Why is this procedure called a trial?
Before a patient can receive a spinal cord stimulator implant--a permanent implant in the spinal canal--he or she must undergo a spinal cord stimulator trial. The trial phase is extremely important, as it will allow your pain management provider to determine how effective spinal cord stimulation is in relieving your pain. During the trial phase, the epidural space--the outermost area of the spinal canal--is accessed using x-ray guidance and an epidural needle. Once proper placement of the needle has been confirmed, your pain specialist will insert a small electrode through the needle and confirm proper placement in the epidural space. These electrodes are connected to a spinal cord stimulator device that, when activated, sends tiny electrical pulses to the epidural space. After one electrode is successfully placed, the process is repeated to place a second electrode. Placement of two electrodes is typical during the trial phase. After proper placement of the electrodes, a member of the device’s team will activate the spinal cord stimulator and ask you to describe the sensations you experience as he or she adjusts the device’s settings. A successful trial will gradually replace pain sensations with a pleasant tingling feeling, a process which typically takes only 10 minutes. After the initial test of the electrodes, your pain specialist will remove the epidural needle and secure the electrodes to your back with tape and a small number of stitches. Once this is complete, you will leave the clinic and begin a 5-day trial of the device. During the trial, you should continue all daily activities normally. You should also continue to take any prescribed daily pain medications. During this time, pay close attention to your pain levels and how your activity level is affected due to your pain. At the end of the five day trial period, you will return to the pain clinic to have the electrodes removed. You will also talk to your doctor about the effectiveness of the trial in reducing your daily pain. If you experienced at least a fifty percent reduction in pain and were able to complete daily activities more easily, you’re likely a good candidate for a spinal cord stimulator implant.
What happens next if my trial procedure is successful?
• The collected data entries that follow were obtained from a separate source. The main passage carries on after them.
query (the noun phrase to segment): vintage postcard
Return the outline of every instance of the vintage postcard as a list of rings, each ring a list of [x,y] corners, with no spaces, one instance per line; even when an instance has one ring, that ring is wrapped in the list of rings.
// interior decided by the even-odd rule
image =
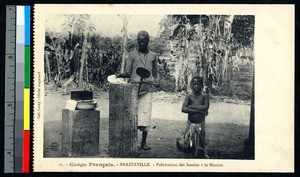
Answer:
[[[35,172],[294,172],[294,6],[37,4]]]

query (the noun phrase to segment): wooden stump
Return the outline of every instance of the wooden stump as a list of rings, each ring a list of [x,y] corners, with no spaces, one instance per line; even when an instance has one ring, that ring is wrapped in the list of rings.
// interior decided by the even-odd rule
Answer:
[[[62,156],[99,154],[99,110],[62,110]]]
[[[135,157],[137,153],[138,85],[109,86],[109,154]]]

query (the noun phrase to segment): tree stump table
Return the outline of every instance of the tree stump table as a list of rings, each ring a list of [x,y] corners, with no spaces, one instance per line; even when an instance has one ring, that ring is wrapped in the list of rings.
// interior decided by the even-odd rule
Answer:
[[[62,156],[99,154],[99,110],[62,110]]]
[[[138,84],[109,86],[109,154],[136,157]]]

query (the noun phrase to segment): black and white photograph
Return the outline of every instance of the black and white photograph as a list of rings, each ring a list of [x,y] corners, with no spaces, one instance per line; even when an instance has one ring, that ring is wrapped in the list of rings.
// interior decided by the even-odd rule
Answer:
[[[82,6],[35,7],[35,169],[272,171],[283,155],[289,166],[292,136],[275,146],[288,107],[267,104],[271,47],[291,41],[273,28],[281,18],[265,23],[277,7]]]
[[[49,15],[44,157],[254,159],[254,23]]]

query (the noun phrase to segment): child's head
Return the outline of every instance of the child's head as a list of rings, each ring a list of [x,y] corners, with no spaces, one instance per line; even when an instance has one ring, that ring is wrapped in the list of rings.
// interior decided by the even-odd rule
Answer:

If a patient has undergone a successful spinal cord stimulator trial, he or she may elect to receive a permanent implanted device. Permanent implantation of a spinal cord stimulator is a surgical procedure that is performed under general anesthesia in an operating room. The permanent implantation can be done via laminotomy, performed by an outside surgeon, or via percutaneous implant, performed by a pain specialist. It’s important to talk with your doctor about the risks, benefits and potential complications of permanent implantation via laminotomy versus percutaneous implantation.